How would these algorithms impact the healthcare system?
Buyx: So far, autonomous algorithms have not seen extensive practical implementation because they are not yet good enough and involve many challenges. If we manage to design ethical algorithms, it can trigger a positive transformation in medicine. But only if they can diagnose more accurately than a physician or make authoritative therapeutic recommendations and we have enough insight into why they do that and whether these conclusions are based on a reasonable medical foundation. That’s when they could free up time for patients, avoid mistakes and reduce costs.
You have briefly touched on it earlier: Which ethical concerns or problems do these algorithms raise?
Buyx: First, the algorithms must present thorough evidence and perform reliably and accurately to avoid risks and harm. We simply must not fall prey to our obsession with technology. Second, this must not lead to broad misconceptions that algorithms and AI will replace doctors or other health care professionals. Algorithms perform a specific, well-defined task and are unable to search for other characteristics that a doctor sees when he examines a patient, meaning they cannot make a complete differential diagnosis.
Third, there must not be any algorithmic bias that stems from data sets or programming. We all heard about facial recognition algorithms where the respective data sets are not as diverse as the real world. That’s why these types of algorithms are great at identifying the faces of white men but struggle to recognize faces of women or people of color. We will have to correct that via the training data.
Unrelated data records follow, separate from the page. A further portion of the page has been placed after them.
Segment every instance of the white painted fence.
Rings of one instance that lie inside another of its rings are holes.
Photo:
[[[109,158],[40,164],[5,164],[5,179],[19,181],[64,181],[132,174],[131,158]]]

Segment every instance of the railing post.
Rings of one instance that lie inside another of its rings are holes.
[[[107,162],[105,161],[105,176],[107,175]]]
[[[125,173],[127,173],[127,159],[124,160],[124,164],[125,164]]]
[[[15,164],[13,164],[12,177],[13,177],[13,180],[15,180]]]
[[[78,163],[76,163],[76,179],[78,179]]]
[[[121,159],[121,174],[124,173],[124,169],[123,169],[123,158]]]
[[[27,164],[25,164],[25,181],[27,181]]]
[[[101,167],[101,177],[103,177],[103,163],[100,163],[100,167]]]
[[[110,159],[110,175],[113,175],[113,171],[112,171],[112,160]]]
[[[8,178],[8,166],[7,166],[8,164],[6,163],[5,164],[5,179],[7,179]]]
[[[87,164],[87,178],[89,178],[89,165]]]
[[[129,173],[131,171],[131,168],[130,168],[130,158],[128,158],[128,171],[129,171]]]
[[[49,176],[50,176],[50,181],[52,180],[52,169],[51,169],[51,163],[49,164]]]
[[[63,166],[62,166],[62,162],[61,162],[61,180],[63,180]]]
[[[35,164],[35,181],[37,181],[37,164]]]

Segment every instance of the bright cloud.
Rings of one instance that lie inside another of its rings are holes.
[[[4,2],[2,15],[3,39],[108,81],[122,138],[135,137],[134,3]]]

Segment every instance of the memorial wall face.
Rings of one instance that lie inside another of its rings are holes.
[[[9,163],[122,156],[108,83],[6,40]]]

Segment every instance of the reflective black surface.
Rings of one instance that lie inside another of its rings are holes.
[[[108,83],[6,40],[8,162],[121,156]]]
We also need to consider how and to what extent we educate patients about the role of algorithms and how we ensure patient autonomy when the algorithms attain the status of an actual medical consultation as assistance systems.
What do policymakers have to do to create the right framework?
Buyx: Policymakers must definitely provide a framework if these types of algorithms are to be approved as medical devices. Needless to say, the approval process differs from the procedure for an ultrasound machine. One of the major tasks in this connection is to make these processes sustainable, ethical and socially responsible. The biggest challenge lies in the commercial realm and health-related apps. The imposed requirements in this area are nowhere near as strict as those required of medical devices.
A number of mental health apps use artificially intelligent algorithms. We have to decide how we plan to manage the situation if these apps directly engage consumers or patients without physician supervision and involvement. If apps are meant to effectively provide clinical support that was previously within a physician’s scope of responsibilities (and rightfully so), we must ensure that these apps are classified and treated as potential medical devices.